La digitalisation affecte tous les domaines de la vie : la manière dont nous nous informons, dont nous voyageons, dont nous faisons nos achats, mais aussi celle dont nous fabriquons des produits, des biscuits aux voitures. L’énorme puissance de la digitalisation, qui se manifeste par de belles opportunités mais aussi de grands risques, modifie quotidiennement les modèles économiques. De ce fait, le rythme de l’innovation dans une entreprise, ainsi que sa volonté et sa capacité de changer, sont des facteurs clés du succès face à la concurrence mondiale.

Pour profiter au maximum de cette époque révolutionnaire que traverse la fabrication, les entreprises agroalimentaires doivent tirer parti des avantages de la digitalisation dans tous les domaines – de la restructuration de la chaîne de valeur à l’adoption de la virtualisation et à l’exploitation de l’Internet des objets (IdO) dans toute son ampleur et toute sa puissance. Les entreprises qui souhaitent devenir plus intelligentes doivent utiliser le jumeau numérique.

De même, elles doivent être conscientes de la valeur que présentent les myriades de nouvelles données qu’elles produisent, et se doter des outils permettant de les analyser correctement afin de pouvoir prendre plus rapidement des décisions mieux éclairées. L’analyse des données ne cesse de progresser : les décideurs sont plus nombreux à être conscients de l’intérêt qu’elle présente et de l’avantage concurrentiel qu’elle peut procurer à leur entreprise. Mais l’exercice reste difficile. Les entreprises ont du mal à gérer leurs données maîtres et à gouverner leurs données, et essayent d’éviter que des données parasites ne viennent fausser leurs analyses. Les plus avancées renforceront leur compétitivité grâce à l’analyse prescriptive et à l’intelligence artificielle. Elles utiliseront l’analyse pour piloter leur activité, plutôt que de se contenter d’analyses rétrospectives. Les outils utilisés pour la digitalisation diffèrent d’une entreprise et d’un type de fabricant à l’autre. Tout cela est évident. Mais la qualité du traitement que les entreprises appliquent aux données concernant leurs opérations est également un différenciateur. Les données ne sont précieuses que dans la mesure où elles sont exploitables, de même que la transformation numérique n’est possible qu’à condition de faire le premier pas vers Industrie 4.0. L’essentiel est de faire ce premier pas.

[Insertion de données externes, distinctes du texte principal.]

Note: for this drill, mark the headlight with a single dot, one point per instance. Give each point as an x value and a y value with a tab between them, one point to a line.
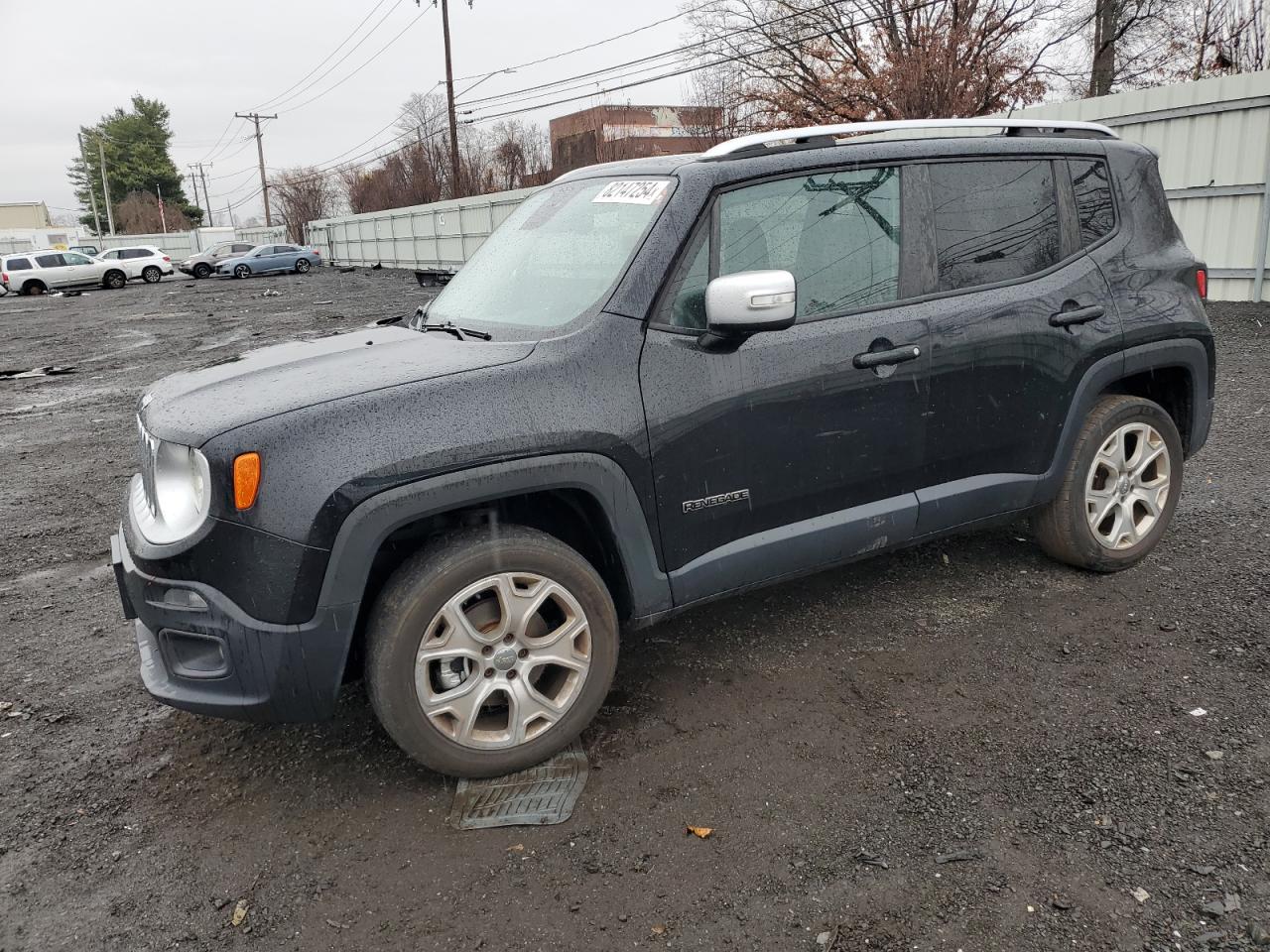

FAITES LES CHOSES AUTREMENT, FAITES-LES MIEUX

Commençons par définir le terme  «digitalisation ». En bref, la digitalisation consiste à optimiser les processus métier grâce à l’adoption d’une foule de nouvelles technologies numériques, à savoir l’analyse du Big Data, la convergence IT/OT, le jumeau numérique, l’intelligence artificielle, voire l’impression 3D et la robotique. Les éléments de la digitalisation (ou bien de la transformation numérique ou d’Industrie 4.0) sont applicables dans tous les secteurs de l’industrie et de la fabrication, y compris l’agroalimentaire. L’industrie agroalimentaire, qui doit relever des défis uniques (fluctuation saisonnière de la demande, demande croissante pour des produits différenciés, restrictions croissantes dues à la réglementation et aux exigences de qualité, planification complexe de la production et ampleur de la production industrielle), est particulièrement bien placée pour exploiter pleinement les possibilités offertes par la digitalisation.

C’EST UNE TRÈS BONNE CHOSE !

Voyez ces exemples : la vente en ligne de produits d’épicerie est en plein essor en Amérique du Nord et en Europe occidentale ; l’analyse du Big Data fournit à l’industrie alimentaire des connaissances approfondies des tendances d’achat et lui permet de prévoir les besoins des clients plutôt que de se contenter d’y réagir.

Les consommateurs veulent de plus en plus avoir le choix en matière de produits agroalimentaires ; les usines intelligentes permettent désormais une meilleure personnalisation à moindre coût. Les transformateurs de produits alimentaires doivent réagir rapidement aux demandes saisonnières ; la convergence IT/OT permet aux opérateurs de bien comprendre comment leurs usines réagissent aux changements dans la production.

ALORS COMMENT VOTRE ENTREPRISE PEUT-ELLE SE LANCER ?

Le concept de digitalisation peut sembler intimidant. Mais il ne doit pas faire peur, en particulier dans le domaine de l’agroalimentaire, qui est habitué aux changements fréquents.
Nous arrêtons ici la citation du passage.